Scott Hanselman asks a critical question:

I know you’re the IT Department for your family, Dear Reader. This is our charge and ours to bear happily, but are you also the Web Bullsh*t detector?

How do you protect your friends and family from these things? How do you teach Web Savvy?

The example that Scott cites is instructive. His mom asked about the recirculating rumor that cell phone numbers are being released to telemarketers. In finding and evaluating the FTC website that refutes the claim, Scott reflexively uses a strategy that Anne Zelenka calls orienteering which entails the use — and critical assessment — of a plurality of information sources and tools.
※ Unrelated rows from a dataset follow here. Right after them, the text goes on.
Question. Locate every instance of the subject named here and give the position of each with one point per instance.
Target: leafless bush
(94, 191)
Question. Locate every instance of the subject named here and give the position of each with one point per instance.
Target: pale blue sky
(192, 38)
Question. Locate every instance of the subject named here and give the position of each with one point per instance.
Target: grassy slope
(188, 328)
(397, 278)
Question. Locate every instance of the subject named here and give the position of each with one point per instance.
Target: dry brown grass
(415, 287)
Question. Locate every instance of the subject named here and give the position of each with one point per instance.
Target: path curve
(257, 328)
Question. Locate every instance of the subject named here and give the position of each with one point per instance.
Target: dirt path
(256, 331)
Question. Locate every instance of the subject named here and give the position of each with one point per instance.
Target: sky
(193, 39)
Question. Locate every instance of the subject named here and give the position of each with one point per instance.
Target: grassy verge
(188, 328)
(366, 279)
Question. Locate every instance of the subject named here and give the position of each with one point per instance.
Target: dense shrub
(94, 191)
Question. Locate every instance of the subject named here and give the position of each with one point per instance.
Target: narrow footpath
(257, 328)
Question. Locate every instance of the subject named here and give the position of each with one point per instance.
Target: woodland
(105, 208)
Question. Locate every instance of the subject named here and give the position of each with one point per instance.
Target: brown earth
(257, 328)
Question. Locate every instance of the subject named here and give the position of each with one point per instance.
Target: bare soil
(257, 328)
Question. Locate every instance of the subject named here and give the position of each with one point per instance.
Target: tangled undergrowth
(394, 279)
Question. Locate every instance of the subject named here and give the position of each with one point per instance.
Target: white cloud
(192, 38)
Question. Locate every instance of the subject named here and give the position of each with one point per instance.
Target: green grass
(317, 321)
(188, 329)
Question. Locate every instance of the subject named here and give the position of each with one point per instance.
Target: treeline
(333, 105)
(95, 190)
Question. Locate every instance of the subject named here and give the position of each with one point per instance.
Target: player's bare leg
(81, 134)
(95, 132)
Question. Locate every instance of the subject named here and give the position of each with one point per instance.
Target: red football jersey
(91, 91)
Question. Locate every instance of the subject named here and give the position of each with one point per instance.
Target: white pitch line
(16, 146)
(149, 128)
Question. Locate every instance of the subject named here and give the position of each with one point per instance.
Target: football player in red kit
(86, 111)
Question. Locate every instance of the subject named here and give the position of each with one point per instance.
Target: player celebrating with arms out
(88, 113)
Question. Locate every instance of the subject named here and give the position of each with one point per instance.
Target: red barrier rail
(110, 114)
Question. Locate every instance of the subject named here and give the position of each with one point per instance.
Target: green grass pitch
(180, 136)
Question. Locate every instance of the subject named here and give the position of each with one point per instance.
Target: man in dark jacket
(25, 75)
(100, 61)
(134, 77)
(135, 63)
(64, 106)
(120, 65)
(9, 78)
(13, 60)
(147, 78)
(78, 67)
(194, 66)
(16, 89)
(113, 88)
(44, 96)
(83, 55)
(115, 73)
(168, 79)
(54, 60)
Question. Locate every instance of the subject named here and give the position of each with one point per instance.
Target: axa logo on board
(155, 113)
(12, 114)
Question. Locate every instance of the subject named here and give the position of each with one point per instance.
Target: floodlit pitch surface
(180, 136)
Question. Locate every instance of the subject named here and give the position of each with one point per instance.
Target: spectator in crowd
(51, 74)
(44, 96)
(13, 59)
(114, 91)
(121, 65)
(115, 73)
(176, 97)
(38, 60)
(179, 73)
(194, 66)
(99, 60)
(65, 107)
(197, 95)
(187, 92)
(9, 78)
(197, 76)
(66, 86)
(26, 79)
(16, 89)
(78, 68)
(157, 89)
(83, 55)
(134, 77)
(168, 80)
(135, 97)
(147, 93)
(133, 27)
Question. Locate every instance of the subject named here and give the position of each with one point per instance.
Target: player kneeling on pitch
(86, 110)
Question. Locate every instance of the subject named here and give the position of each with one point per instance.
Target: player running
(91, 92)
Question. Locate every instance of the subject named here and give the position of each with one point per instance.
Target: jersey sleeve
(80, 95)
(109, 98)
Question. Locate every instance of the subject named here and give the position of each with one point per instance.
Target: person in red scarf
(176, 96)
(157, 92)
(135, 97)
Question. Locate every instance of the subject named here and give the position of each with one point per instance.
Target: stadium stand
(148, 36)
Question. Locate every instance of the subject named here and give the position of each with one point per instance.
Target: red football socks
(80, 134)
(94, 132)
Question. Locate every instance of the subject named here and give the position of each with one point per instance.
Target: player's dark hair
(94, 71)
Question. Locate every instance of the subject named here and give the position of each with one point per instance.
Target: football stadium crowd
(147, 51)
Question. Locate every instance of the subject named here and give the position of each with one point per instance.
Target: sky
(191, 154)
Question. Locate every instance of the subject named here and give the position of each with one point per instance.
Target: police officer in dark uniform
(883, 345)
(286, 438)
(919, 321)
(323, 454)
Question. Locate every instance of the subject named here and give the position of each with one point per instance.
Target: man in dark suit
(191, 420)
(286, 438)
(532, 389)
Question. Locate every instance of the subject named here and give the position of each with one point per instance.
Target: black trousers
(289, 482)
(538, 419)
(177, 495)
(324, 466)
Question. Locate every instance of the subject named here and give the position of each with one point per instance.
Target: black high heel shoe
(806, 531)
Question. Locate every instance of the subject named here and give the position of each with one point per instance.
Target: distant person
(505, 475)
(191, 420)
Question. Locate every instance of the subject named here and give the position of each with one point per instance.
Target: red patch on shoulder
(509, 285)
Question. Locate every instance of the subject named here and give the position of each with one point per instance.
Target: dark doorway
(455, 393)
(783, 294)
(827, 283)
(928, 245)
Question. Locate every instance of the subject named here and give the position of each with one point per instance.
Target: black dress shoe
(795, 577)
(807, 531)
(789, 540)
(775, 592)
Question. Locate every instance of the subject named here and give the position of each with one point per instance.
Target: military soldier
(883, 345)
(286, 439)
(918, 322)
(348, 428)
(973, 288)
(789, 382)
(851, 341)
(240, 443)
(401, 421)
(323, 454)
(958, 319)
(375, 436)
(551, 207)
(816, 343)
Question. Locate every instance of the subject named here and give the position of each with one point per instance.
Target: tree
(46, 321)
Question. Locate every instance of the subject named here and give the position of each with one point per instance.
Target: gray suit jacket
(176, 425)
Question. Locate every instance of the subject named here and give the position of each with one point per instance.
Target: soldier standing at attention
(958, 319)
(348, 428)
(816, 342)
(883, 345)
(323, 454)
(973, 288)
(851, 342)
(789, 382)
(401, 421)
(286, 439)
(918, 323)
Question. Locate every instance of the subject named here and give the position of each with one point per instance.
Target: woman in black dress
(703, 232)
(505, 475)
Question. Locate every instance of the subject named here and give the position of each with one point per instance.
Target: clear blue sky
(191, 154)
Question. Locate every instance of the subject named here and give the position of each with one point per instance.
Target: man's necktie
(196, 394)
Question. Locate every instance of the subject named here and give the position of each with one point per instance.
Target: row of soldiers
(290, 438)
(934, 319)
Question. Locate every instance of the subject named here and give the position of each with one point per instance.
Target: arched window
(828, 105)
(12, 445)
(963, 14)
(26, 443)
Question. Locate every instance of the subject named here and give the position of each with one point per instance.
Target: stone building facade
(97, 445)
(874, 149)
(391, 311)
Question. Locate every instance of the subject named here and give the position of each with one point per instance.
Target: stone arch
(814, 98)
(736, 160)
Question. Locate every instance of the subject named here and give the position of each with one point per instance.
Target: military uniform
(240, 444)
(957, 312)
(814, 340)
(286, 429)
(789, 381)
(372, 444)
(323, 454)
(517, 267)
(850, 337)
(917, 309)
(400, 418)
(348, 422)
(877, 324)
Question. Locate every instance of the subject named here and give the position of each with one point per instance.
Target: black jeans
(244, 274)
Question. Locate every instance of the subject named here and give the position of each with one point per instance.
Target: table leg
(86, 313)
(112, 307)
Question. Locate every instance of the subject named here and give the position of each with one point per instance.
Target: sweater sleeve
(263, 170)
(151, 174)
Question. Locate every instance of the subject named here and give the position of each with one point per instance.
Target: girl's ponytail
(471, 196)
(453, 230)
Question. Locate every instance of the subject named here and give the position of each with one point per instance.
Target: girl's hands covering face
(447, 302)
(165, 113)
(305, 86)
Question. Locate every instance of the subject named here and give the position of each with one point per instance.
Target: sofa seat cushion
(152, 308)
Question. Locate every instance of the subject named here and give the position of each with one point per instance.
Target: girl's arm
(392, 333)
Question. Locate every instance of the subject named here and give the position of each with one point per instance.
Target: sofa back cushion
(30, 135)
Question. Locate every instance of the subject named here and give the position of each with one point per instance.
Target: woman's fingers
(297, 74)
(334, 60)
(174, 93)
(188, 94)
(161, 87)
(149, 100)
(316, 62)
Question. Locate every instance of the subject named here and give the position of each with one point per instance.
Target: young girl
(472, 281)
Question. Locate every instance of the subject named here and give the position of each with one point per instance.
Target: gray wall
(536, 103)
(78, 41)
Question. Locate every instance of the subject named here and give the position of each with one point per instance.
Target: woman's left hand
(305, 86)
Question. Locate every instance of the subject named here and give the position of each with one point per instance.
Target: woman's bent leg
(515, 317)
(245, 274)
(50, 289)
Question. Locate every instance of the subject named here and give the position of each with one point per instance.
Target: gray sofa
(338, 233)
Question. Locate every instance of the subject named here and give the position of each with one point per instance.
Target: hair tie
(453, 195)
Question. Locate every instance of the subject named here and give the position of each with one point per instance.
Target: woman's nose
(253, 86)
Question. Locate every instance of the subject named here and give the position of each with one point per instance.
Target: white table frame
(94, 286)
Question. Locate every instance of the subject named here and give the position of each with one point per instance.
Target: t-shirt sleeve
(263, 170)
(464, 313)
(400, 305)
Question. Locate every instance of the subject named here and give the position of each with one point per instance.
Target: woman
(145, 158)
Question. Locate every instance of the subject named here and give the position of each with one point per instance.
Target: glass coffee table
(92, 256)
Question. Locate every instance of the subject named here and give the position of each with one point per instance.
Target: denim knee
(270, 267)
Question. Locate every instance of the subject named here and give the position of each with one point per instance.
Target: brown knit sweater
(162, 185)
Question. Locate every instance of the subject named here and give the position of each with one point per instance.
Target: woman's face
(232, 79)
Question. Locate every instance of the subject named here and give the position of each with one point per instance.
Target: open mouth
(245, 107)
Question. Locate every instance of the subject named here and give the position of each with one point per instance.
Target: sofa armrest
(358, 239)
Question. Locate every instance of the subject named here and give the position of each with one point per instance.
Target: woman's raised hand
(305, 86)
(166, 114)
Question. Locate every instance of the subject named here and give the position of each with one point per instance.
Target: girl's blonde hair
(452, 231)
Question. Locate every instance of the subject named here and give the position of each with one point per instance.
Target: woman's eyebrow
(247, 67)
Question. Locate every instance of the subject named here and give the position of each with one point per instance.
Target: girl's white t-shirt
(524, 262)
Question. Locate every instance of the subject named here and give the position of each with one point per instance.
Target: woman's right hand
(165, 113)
Although it won’t help Scott’s mom or mine, I think we need to teach the principles of orienteering early, starting in grade school. One of my pet peeves in the whole discussion about “digital immigrants” versus “digital natives” is the presumption that the natives — i.e., younger folk who grew up with the web — are innately savvy. I don’t buy that. My sense is that for a whole lot of natives, critical inquiry ends at the first page of search results, or the Wikipedia entry.

Meanwhile, we need to realize that immigrants — like Scott’s mom, and mine, and a lot of older educators — do in many cases possess the necessary critical skills. They’re just disoriented by the infosphere, and unsure how to apply those skills in online contexts. That’s why I like Anne’s word ‘orienteering’ so much. Life is a game of orienteering that immigrants can often play more effectively than natives. If we could find the right way to have the conversation, learning could flow in both directions across this generation gap.

Update: Just now my wife showed me a phishing attempt that gave her a moment’s pause. She’s very savvy when it comes to search and critical assessment, and normally would have blown this off, but in this case — for the first time in her experience — the attempt purportedly came from a bank she actually does business with.

Now here’s the funny thing. In spite of what I just said above, my first response was to show her the email headers and point out the obvious mismatch between the purported and actual sender. Wrong, wrong, wrong! She doesn’t need to do that. She only needs to trust her own instincts. In this case the email said:

You are requested to follow the provided steps and update your Online Banking details, for the safety of your accounts by clicking Account Update. However, failure to do so may result to temporary account suspension.

Her comment was: “I can’t read those email headers. All I know is that my bank wouldn’t threaten me that way.” Setting aside the grammatical weirdness, it’s the coercion that tipped her. You don’t need to know how to read email headers. You just need to trust your coercion detector, and know that nothing that happens online invalidates it.